Quelques mois après cet événement, le capitaine de la compagnie rendit compte au général commandant la subdivision de Batna qu’il venait de faire expédier au détachement d’El Oued un certain nombre de sacs de pommes de terre destinées à l’ordinaire des hommes de ce détachement. Une semaine plus tard, le général de subdivision arrivait inopinément au camp d’El Oued, à l’heure, précisément, où le cuisinier du détachement préparait le repas du matin. Le camp d’El Oued avait été dénommé par les disciplinaires le Camp de la Faim et, autrefois, deux disciplinaires de ce détachement avaient été traduits devant le conseil guerre de Constantine pour avoir dérobé un chameau aux Sokhars d’un convoi de ravitaillement et l’avoir tué derrière une dune afin d’en consommer la viande avec leurs camarades[1].

Or, le général, qu’avait frappé l’état de délabrement extrême des hommes de ce camp, s’étonna de la faible quantité de vivres remis au cuisinier pour la confection du repas et, en particulier de l’absence de ces pommes de terre dont le capitaine lui avait précédemment annoncé l’envoi ; il pria L… de lui présenter les cahiers de comptabilité d’ordinaire du détachement.

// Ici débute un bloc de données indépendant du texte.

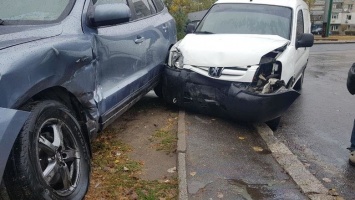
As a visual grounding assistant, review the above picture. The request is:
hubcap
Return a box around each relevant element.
[37,119,80,196]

L… s’excusa, disant que peu habitué à la vie au camp, il n’avait pas su rationner rigoureusement ses hommes et que les vivres du dernier convoi étaient épuisés ; quant à ses livres d’ordinaire, il affirma les avoir envoyés au dépôt de la compagnie, à Biskra, aux fins de vérification, comme il devait le faire tous les mois. Cela parut très invraisemblable au grand chef qui, pour en voir le cœur net, s’adressa aux hommes eux-mêmes. Ceux-ci, par crainte, sans doute, de trop cruelles représailles, n’osèrent pas formuler de plaintes trop précises sur l’insuffisance de la nourriture, mais ils avouèrent n’avoir jamais mangé de pommes de terre depuis leur arrivée au détachement. En toute hâte, le général qui maintenant savait à quoi s’en tenir, s’en revint à Biskra et donna l’ordre au capitaine de rappeler immédiatement le sergent L…, de le mettre en prison et d’établir contre lui une plainte en conseil de guerre pour vol au préjudice de l’ordinaire de ses hommes. Huit jours après, L…, remplacé à El Oued par un autre sergent, revenait à Biskra où… il reprenait simplement le commandement de l’escouade qu’il

  1. J’ai vu moi-même, dans le détachement commandé aux environs de Laghouat par le sergent Amadei, des disciplinaires de la 4e compagnie de discipline se disputer les restes d’un mouton à moitié rongé par les chacals qui l’avaient dérobé pendant la nuit. Ces mêmes disciplinaires s’échappaient chaque nuit de leurs tentes pour venir jusqu’à Laghouat où ils pénétraient furtivement dans les casernes du quartier Margueritte, et cherchaient leur pâture dans les baquets d’eaux grasses déposés à la porte des cuisines. J’ai parlé, en un précédent article, de ces soldats du camp de Hassi-Inifel, qui suppléaient au manque de nourriture à l’aide de pâtées ravies au cochon qu’élevait le capitaine Lallemant commandant le détachement de Hassi-Inifel.